A no-doubt foolish but happy smile seeped across my face. I could not help it. Not so Poppy, who was incensed. ‘I thought we shared everything, Jilly. You never said a word.’

‘I couldn’t. It was… private.’ A shade that might possibly have been guilt crossed Jilly’s radiant face, but only a shade. She helped herself to smoked salmon. ‘I didn’t know what was going to happen, and when…’

It was Richard, scenting the coup de grace, who leant forward and urged softly, And when?’

‘… we discovered,’ Jilly cut a huge piece of salmon and speared it on her fork, ‘I was pregnant.’

Sam looked ridiculously complacent and Poppy gasped.

A candle guttered in its confection of ribbon. Cool and collected, Richard nipped the wick between his finger and thumb. ‘Well done, Jilly. Smart work.’

Nathan shot to his feet. ‘Excuse me,’ he said, and left the room.

The napkin bunched on my knee. What would happen to the beautiful, implacable, terrible Alice talking away into her mobile phone?

‘There’s a thing,’ said Ianthe, with a little smile. She caught my eye. Coming and going

Nathan reappeared and sat down quietly in his chair. ‘Sorry,’ he said, avoiding anyone’s eye. For a second or two, movement and sound were suspended around my gaudy table. Then it exploded into life. The words ‘wedding’, ‘baby’, ‘dates’ clicked to and fro across the decorations and the wineglasses glittered as we drank to the future.

We ate, we talked, we planned. We conjured up new illusions to take the place of the old ones, which, I realized with a sense of huge gratitude, would do us very well.

I collared Sam in the kitchen over the coffee tray. ‘What about Alice?’

The wooden look that I had grown to dread snapped back into place. ‘I wanted to talk to you, Mum. She’s taken it badly, and I don’t understand. I thought the whole point was that Alice didn’t want me. So I found Jilly.

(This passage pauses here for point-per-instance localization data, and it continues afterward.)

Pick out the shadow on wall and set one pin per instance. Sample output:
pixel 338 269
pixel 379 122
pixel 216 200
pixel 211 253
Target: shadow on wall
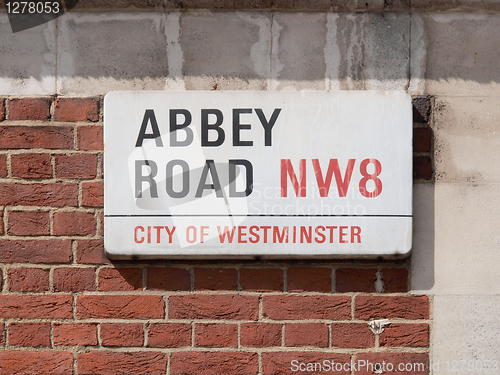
pixel 96 53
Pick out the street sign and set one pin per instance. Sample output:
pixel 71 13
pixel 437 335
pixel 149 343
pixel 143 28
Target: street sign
pixel 269 174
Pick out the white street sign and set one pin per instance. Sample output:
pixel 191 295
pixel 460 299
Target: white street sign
pixel 274 174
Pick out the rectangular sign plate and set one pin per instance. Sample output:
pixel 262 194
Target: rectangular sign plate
pixel 273 174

Now Alice says she’ll marry me, so I had to tell her about the baby’

Having assumed that two and two would add up to four, and Alice would dematerialize like a conscience when its owner receives something they really want, my innocent son was troubled.

‘Oh, Sam…’

Poppy had also collared Jilly. ‘I’ll phone you first thing in the morning.’

‘I might be being sick,’ said Jilly happily, and slipped her arm through Sam’s, ‘but have a go.’

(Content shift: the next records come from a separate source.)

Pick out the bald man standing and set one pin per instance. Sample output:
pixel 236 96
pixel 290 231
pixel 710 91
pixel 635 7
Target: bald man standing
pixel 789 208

When everyone had gone, I moved through the house, tidying and straightening out the mess. Ianthe was upstairs in bed, and I arranged the remains of the supper on a plate to take to Mr Sears the next morning.

There was a tap on the kitchen door. I opened it. ‘Can I come in? I waited in the car until the coast was clear.’ Nathan was hunched inside his coat and looked exhausted.

‘It’s very late.’

‘I thought you might say that. At least give me five minutes to discuss our son.’

I stood aside and Nathan entered the kitchen with the polite step of a stranger.

He looked round. A couple of rubbish bags were propped against the sink and he picked up one in either hand.